Funziona così. Il truffatore, spesso in compagnia di un complice, tira un sasso o un qualsiasi altro oggetto alla macchina che gli sta passando accanto.
Il guidatore sente un rumore venuto dal nulla e dopo pochi metri viene raggiunto da una persona che gli fa credere di aver subito un danno all’auto, allo specchietto appunto, mostrandolo frantumato.
A quel punto viene chiesto alla vittima il risarcimento della rottura del pezzo in un primo momento chiedendo gli estremi della polizza assicurativa, fino ad arrivare poi ad un più conveniente pagamento in contanti, spillando così anche cento o duecento euro.
La vittima, convinta di aver effettivamente arrecato un danno, paga il truffatore, senza aver mai causato alcun incidente.

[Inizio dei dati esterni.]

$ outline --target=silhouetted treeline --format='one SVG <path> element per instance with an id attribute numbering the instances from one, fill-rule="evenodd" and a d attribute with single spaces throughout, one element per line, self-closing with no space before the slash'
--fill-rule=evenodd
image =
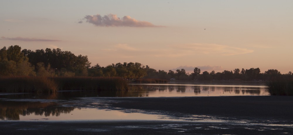
<path id="1" fill-rule="evenodd" d="M 179 80 L 268 80 L 280 78 L 293 79 L 292 72 L 281 74 L 276 69 L 261 73 L 259 68 L 216 73 L 195 68 L 193 73 L 187 73 L 184 69 L 168 72 L 144 66 L 138 62 L 112 64 L 105 67 L 98 64 L 91 67 L 86 56 L 76 56 L 70 52 L 59 48 L 35 51 L 23 49 L 16 45 L 0 50 L 0 76 L 89 76 L 120 77 L 129 80 L 156 78 Z"/>

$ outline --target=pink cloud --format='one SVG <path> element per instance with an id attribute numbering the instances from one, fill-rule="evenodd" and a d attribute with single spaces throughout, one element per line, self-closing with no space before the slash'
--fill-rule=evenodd
<path id="1" fill-rule="evenodd" d="M 42 42 L 54 42 L 61 41 L 61 40 L 47 39 L 41 38 L 24 38 L 21 37 L 18 37 L 16 38 L 6 38 L 4 36 L 1 37 L 1 39 L 10 40 L 16 40 L 18 41 L 42 41 Z"/>
<path id="2" fill-rule="evenodd" d="M 151 23 L 145 21 L 141 21 L 131 18 L 130 16 L 124 16 L 120 18 L 117 15 L 110 14 L 103 17 L 97 14 L 93 15 L 86 15 L 83 19 L 86 22 L 93 24 L 97 26 L 101 27 L 162 27 L 155 25 Z M 83 22 L 82 21 L 79 23 Z"/>

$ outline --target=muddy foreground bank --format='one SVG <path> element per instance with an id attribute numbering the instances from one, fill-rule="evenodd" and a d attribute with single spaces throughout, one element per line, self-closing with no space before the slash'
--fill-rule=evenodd
<path id="1" fill-rule="evenodd" d="M 108 109 L 163 114 L 173 121 L 0 121 L 1 134 L 292 134 L 293 97 L 103 98 Z"/>

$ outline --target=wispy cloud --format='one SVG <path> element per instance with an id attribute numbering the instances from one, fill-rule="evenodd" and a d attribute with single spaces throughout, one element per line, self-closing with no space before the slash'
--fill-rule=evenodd
<path id="1" fill-rule="evenodd" d="M 206 54 L 219 54 L 223 56 L 245 54 L 253 52 L 253 50 L 248 49 L 215 44 L 194 43 L 173 45 L 173 47 L 176 49 L 185 50 L 187 52 Z"/>
<path id="2" fill-rule="evenodd" d="M 86 22 L 91 23 L 97 26 L 136 27 L 162 27 L 155 25 L 148 22 L 139 21 L 128 16 L 124 16 L 120 18 L 117 17 L 117 15 L 112 14 L 104 15 L 104 16 L 102 16 L 99 14 L 93 15 L 88 15 L 82 20 L 85 20 Z M 78 22 L 79 23 L 83 22 L 82 20 Z"/>
<path id="3" fill-rule="evenodd" d="M 57 49 L 57 48 L 60 48 L 61 49 L 63 48 L 63 47 L 60 48 L 58 47 L 57 45 L 49 45 L 50 47 L 51 47 L 53 49 Z"/>
<path id="4" fill-rule="evenodd" d="M 272 46 L 268 46 L 268 45 L 253 45 L 252 46 L 254 48 L 261 48 L 261 49 L 268 49 L 268 48 L 274 48 L 274 47 Z"/>
<path id="5" fill-rule="evenodd" d="M 125 44 L 119 44 L 105 48 L 103 50 L 115 52 L 120 56 L 129 57 L 147 56 L 151 57 L 178 58 L 195 55 L 215 56 L 232 56 L 251 53 L 253 50 L 244 48 L 231 47 L 212 44 L 195 43 L 166 45 L 162 48 L 139 48 Z"/>
<path id="6" fill-rule="evenodd" d="M 10 22 L 24 22 L 22 20 L 21 20 L 18 19 L 5 19 L 4 20 L 4 21 Z"/>
<path id="7" fill-rule="evenodd" d="M 42 42 L 54 42 L 61 41 L 61 40 L 48 39 L 42 38 L 26 38 L 18 37 L 16 38 L 7 38 L 2 36 L 1 39 L 2 40 L 14 40 L 26 41 L 42 41 Z"/>

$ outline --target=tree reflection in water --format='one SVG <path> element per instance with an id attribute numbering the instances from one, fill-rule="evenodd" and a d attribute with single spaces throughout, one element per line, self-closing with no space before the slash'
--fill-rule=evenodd
<path id="1" fill-rule="evenodd" d="M 35 115 L 58 116 L 61 113 L 69 113 L 73 107 L 57 106 L 54 103 L 15 102 L 1 101 L 0 102 L 0 119 L 19 120 L 19 115 Z"/>

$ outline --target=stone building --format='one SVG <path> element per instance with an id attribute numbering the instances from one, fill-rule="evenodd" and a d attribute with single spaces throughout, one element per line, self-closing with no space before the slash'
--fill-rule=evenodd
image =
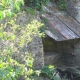
<path id="1" fill-rule="evenodd" d="M 34 66 L 38 69 L 49 64 L 57 67 L 80 66 L 80 1 L 65 1 L 66 12 L 53 4 L 47 7 L 47 13 L 41 16 L 47 19 L 47 37 L 43 40 L 34 37 L 28 45 L 27 49 L 34 55 Z M 36 18 L 40 18 L 39 14 Z M 27 19 L 27 15 L 24 14 L 18 18 L 18 23 L 23 25 Z"/>
<path id="2" fill-rule="evenodd" d="M 79 0 L 65 0 L 66 11 L 56 5 L 47 7 L 47 37 L 43 39 L 44 63 L 56 67 L 76 68 L 80 66 L 80 8 Z M 73 4 L 74 3 L 74 4 Z"/>

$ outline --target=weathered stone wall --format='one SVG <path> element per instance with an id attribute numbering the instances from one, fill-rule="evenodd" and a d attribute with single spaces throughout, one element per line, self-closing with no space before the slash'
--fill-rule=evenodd
<path id="1" fill-rule="evenodd" d="M 39 12 L 36 12 L 36 15 L 32 16 L 26 13 L 20 14 L 17 17 L 17 23 L 21 26 L 28 23 L 30 20 L 38 20 L 39 18 Z M 37 35 L 36 37 L 33 36 L 32 42 L 28 44 L 28 46 L 24 47 L 24 53 L 27 51 L 32 53 L 34 57 L 34 67 L 39 69 L 44 66 L 44 52 L 43 52 L 43 45 L 42 45 L 42 39 L 39 38 Z"/>
<path id="2" fill-rule="evenodd" d="M 65 0 L 67 12 L 80 22 L 80 0 Z"/>

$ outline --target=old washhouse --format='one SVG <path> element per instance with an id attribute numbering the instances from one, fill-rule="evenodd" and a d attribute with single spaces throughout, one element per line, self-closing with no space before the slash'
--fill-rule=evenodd
<path id="1" fill-rule="evenodd" d="M 73 5 L 73 3 L 71 4 Z M 68 9 L 69 7 L 71 8 L 68 6 Z M 43 39 L 45 65 L 53 64 L 63 68 L 79 68 L 80 23 L 79 19 L 70 16 L 70 14 L 75 13 L 75 10 L 74 13 L 68 14 L 53 5 L 49 6 L 47 11 L 48 13 L 41 16 L 47 22 L 45 30 L 47 37 Z"/>

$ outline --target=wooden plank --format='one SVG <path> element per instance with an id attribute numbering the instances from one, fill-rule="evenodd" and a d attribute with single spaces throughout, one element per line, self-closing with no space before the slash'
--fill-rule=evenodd
<path id="1" fill-rule="evenodd" d="M 65 25 L 80 37 L 80 24 L 71 18 L 68 14 L 56 15 Z"/>
<path id="2" fill-rule="evenodd" d="M 56 16 L 54 15 L 43 15 L 49 20 L 50 25 L 56 29 L 61 35 L 66 39 L 75 39 L 79 38 L 73 31 L 71 31 L 66 25 L 64 25 Z"/>

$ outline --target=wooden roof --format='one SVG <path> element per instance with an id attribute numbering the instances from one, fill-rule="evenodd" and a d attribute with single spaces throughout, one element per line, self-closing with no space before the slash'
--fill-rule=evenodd
<path id="1" fill-rule="evenodd" d="M 69 14 L 52 9 L 51 13 L 44 13 L 42 17 L 47 19 L 45 33 L 56 41 L 80 38 L 80 23 Z"/>

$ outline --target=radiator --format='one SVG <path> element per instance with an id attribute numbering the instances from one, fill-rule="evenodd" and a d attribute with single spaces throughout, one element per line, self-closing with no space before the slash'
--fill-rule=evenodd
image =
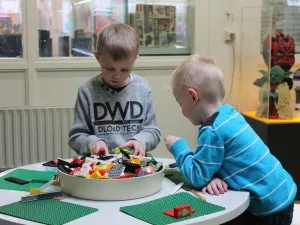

Succede nella zona del centro commerciale, all’uscita dei supermercati, o in alcune strade particolarmente strette. Le vittime vengono anche “selezionate” in base all’età o al tipo di macchina.
Un “fenomeno” già diffuso nel resto d’Italia e che sembra aver preso piede anche nel nostro territorio. Diversi anche i servizi mandati in onda proprio per mettere in guardia i cittadini. Uno fra tutti quello del programma televisivo Le Iene (guarda il video).
L’unica cosa da fare nel caso in cui ci si trovi in una situazione del genere, è chiamare le forze di polizia senza cedere a questa gentile estorsione.